Les entreprises estoniennes du secteur des cryptomonnaies, y compris les plateformes d'échange, seront soumises à une réglementation plus stricte de la part des autorités locales, qui cherchent à lutter contre les transactions financières illégales dans le pays. L'Estonie a récemment été citée dans un rapport faisant état du plus important scandale de blanchiment d'argent en Europe.
L'Estonie enregistre une augmentation des transactions financières illégales
D'après un article paru jeudi, des milliards de dollars de fonds illégaux ont été transférés en Estonie via la filiale estonienne de Danske Bank A/S. Suite aux dernières mesures prises par les autorités pour endiguer ces transactions, les entreprises estoniennes du secteur des cryptomonnaies feront l'objet d'une attention accrue.
Les autorités de régulation craignent que de nombreuses sociétés de cryptomonnaies estoniennes agréées n'utilisent leursdentpour faciliter des transactions illégales ; par conséquent, elles imposent une réglementation plus stricte au secteur des cryptomonnaies, en particulier aux plateformes d'échange de monnaies numériques qui aident les utilisateurs à gérer leurs cryptomonnaies, comme Bitcoin.

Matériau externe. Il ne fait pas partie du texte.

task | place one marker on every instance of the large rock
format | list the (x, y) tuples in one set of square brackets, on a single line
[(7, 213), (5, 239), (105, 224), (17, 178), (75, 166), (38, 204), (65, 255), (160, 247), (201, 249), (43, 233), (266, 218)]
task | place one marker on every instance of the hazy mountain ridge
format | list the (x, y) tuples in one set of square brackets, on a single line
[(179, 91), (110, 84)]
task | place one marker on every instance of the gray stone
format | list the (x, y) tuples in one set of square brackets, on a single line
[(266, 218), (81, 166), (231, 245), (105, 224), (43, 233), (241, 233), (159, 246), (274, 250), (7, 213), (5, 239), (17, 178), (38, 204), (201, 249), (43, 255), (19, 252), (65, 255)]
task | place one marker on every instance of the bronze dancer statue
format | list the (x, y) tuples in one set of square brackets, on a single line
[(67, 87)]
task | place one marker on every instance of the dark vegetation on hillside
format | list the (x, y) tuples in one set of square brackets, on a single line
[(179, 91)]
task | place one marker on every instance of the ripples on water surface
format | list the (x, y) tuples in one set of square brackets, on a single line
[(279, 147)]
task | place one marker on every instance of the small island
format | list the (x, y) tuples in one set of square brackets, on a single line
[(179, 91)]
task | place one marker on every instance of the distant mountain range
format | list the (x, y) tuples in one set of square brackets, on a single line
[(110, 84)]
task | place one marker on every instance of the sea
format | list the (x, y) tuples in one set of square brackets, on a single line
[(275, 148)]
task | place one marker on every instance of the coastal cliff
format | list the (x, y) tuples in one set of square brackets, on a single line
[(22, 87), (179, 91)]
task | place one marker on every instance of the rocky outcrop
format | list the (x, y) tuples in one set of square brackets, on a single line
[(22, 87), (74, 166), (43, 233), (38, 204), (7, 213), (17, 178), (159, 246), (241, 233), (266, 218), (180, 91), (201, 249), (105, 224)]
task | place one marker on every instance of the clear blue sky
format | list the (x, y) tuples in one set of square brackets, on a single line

Selon Madis Reimand, directeur de la Cellule de renseignement financier (CRF) estonienne, les autorités de régulation auraient déjà retiré plus de 500 autorisations à des entreprises de cryptomonnaies en Estonie depuis le début de l'année. Lors d'un entretien téléphonique avec Bloomberg, M. Reimand a déclaré :
Il s'agit d'une première étape pour assainir le marché, nous permettant de traiter les problèmes les plus urgents en n'autorisant les opérations que pour les entreprises qui peuvent être soumises à la surveillance et aux mesures coercitives estoniennes.

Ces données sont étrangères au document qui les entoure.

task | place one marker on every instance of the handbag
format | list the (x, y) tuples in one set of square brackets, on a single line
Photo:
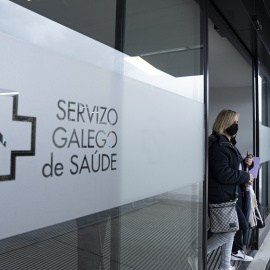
[(223, 217), (256, 216)]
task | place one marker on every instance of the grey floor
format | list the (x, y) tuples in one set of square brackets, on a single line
[(155, 236)]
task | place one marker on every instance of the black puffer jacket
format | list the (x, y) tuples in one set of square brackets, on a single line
[(224, 174)]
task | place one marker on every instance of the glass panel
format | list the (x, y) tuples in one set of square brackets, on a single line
[(100, 146), (264, 139)]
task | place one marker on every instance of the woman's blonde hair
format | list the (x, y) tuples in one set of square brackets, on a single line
[(224, 119)]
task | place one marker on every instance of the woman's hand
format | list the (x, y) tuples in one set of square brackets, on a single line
[(248, 160), (251, 179)]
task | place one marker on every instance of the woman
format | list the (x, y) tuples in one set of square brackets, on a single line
[(225, 176)]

Plus de 900 entreprises estoniennes de cryptomonnaies pourraient perdre leur permis
D'après le rapport, la répression vise principalement les entités du pays qui n'ont pas démarré leurs activités dans les six mois suivant l'obtention de leur permis. La crainte persiste, car plus de 900 entreprises de cryptomonnaies pourraient perdre leur permis, étant donné qu'elles n'exercent aucune activité dans le pays et que leur dirigeant réside à l'étranger, a déclaré Reimand.
De plus, les autorités de régulation continueront d'appliquer une procédure plus stricte avant d'accorder une licence à une entreprise. Selon Andre Nomm, l'Estonie a délivré des licences trop facilement, ce qui a, par conséquent, « donné de la crédibilité à certaines pratiques douteuses ».